YouTube id's of videos in the YT-360 dataset are provided in datasets/assets/yt360/[train|test].txt, and segment timestamps in datasets/assets/yt360/segments.txt. Please, use your favorite YouTube dataset downloader to download the videos (e.g.~link), and split them into 10s clips. The dataset should be stored in data/yt360/video and data/yt360/audio with filenames {YOUTUBE_ID}-{SEGMENT_START_TIME}.{EXTENSION}.

The pre-extracted segmentation maps can be downloaded from here and extracted to data/yt360/segmentation/.

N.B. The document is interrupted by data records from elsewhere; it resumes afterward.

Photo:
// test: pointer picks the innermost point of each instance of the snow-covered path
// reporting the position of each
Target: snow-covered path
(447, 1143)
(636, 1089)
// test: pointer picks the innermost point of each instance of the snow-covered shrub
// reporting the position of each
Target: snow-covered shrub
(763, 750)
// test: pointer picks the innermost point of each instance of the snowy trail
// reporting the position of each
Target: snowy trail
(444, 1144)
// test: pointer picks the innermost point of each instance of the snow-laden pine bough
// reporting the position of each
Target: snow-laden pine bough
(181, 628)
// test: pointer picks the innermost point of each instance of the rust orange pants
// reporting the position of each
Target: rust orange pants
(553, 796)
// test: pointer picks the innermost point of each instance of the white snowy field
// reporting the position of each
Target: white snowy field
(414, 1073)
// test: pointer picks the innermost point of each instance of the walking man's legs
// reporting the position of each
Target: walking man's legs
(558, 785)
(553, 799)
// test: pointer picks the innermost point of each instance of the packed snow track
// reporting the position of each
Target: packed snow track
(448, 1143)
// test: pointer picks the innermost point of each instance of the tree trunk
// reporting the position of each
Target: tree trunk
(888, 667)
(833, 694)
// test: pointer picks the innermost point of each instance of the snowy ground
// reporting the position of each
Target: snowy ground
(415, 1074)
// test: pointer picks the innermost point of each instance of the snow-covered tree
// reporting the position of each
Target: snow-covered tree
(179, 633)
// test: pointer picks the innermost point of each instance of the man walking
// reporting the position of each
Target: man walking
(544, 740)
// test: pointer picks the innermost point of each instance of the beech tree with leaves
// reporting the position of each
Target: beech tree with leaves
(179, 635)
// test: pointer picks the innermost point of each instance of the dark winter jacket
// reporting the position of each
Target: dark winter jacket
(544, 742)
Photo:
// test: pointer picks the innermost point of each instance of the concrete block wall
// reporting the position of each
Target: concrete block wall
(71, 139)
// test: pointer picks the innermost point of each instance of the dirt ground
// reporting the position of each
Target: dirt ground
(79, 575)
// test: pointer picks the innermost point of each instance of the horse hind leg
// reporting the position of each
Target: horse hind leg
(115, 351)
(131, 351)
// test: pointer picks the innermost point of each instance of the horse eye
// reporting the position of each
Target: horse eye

If you experience issues downloading or processing the dataset, please email the authors at {pmaravil, yil898}@eng.ucsd.edu for assistance.

Pre-trained model

The AVSA model that yield the top performance (trained from configs/main/avsa/Cur-Loc4-TransfD2.yaml) is available here.

Self-supervised training

python main-video-ssl.py [--quiet] cfg

Training config cfg for the following models are provided:

AVC training (instance discrimination): configs/main/avsa/InstDisc.yaml
AVSA training: configs/main/avsa/Cur-Loc4-TransfD2.yaml
AVSA training w/o curriculum: configs/main/avsa/NoCur-Loc4-TransfD2.yaml

Evaluation

Four downstream tasks are supported: Binary audio-visual correspondence (AVC-Bin), binary audio-visual spatial alignment (AVSA-Bin), video action recognition (on UCF/HMDB), and audio-visual semantic segmentation.

Action recognition

python eval-action-recg.py [--quiet] cfg model_cfg

Evaluation config cfg for UCF and HMDB dataset are provided:

UCF: configs/benchmark/ucf/ucf-8at16-fold[1|2|3].yaml
HMDB: configs/benchmark/hmdb/hmdb-8at16-fold[1|2|3].yaml

model_cfg is training config for the model to evaluate, e.g. configs/main/avsa/Cur-Loc4-TransfD2.yaml for AVSA pre-training.

Semantic segmentation

python eval-audiovisual-segm.py [--quiet] cfg model_cfg

Evaluation config cfg for three settings are provided:

Visual segmentation: configs/benchmark/segmentation/yt360-fpn-4crop-head-vonly.yaml
Visual+audio segmentation: configs/benchmark/segmentation/yt360-fpn-4crop-head-audio.yaml
Visual+audio segmentation with context: configs/benchmark/segmentation/yt360-fpn-4crop-head-audio-ctx.yaml

Binary audio-visual correspondence

python eval-avc.py [--quiet] cfg model_cfg

Evaluation config cfg for two settings are provided:

With transformer: configs/benchmark/avc/avc-transf-[1|4]crop.yaml
Without transformer: configs/benchmark/avc/avc-notransf-[1|4]crop.yaml

Binary audio-visual spatial alignment

python eval-avsa.py [--quiet] cfg model_cfg

Evaluation config cfg for two settings are provided:

With transformer: configs/benchmark/avsa/avsa-transf-[1|4]crop.yaml
Without transformer: configs/benchmark/avsa/avsa-notransf-[1|4]crop.yaml

Citations

Please cite our work if you find it helpful for your research:

@article{morgado2020learning,
  title={Learning Representations from Audio-Visual Spatial Alignment},
  author={Morgado, Pedro and Li, Yi and Nvasconcelos, Nuno},
  journal={Advances in Neural Information Processing Systems},
  volume={33},
  year={2020}
}

Acknowledgements

This work was partially funded by NSF award IIS-1924937 and NVIDIA GPU donations. We also acknowledge and thank the use of the Nautilus platform for some of the experiments in paper.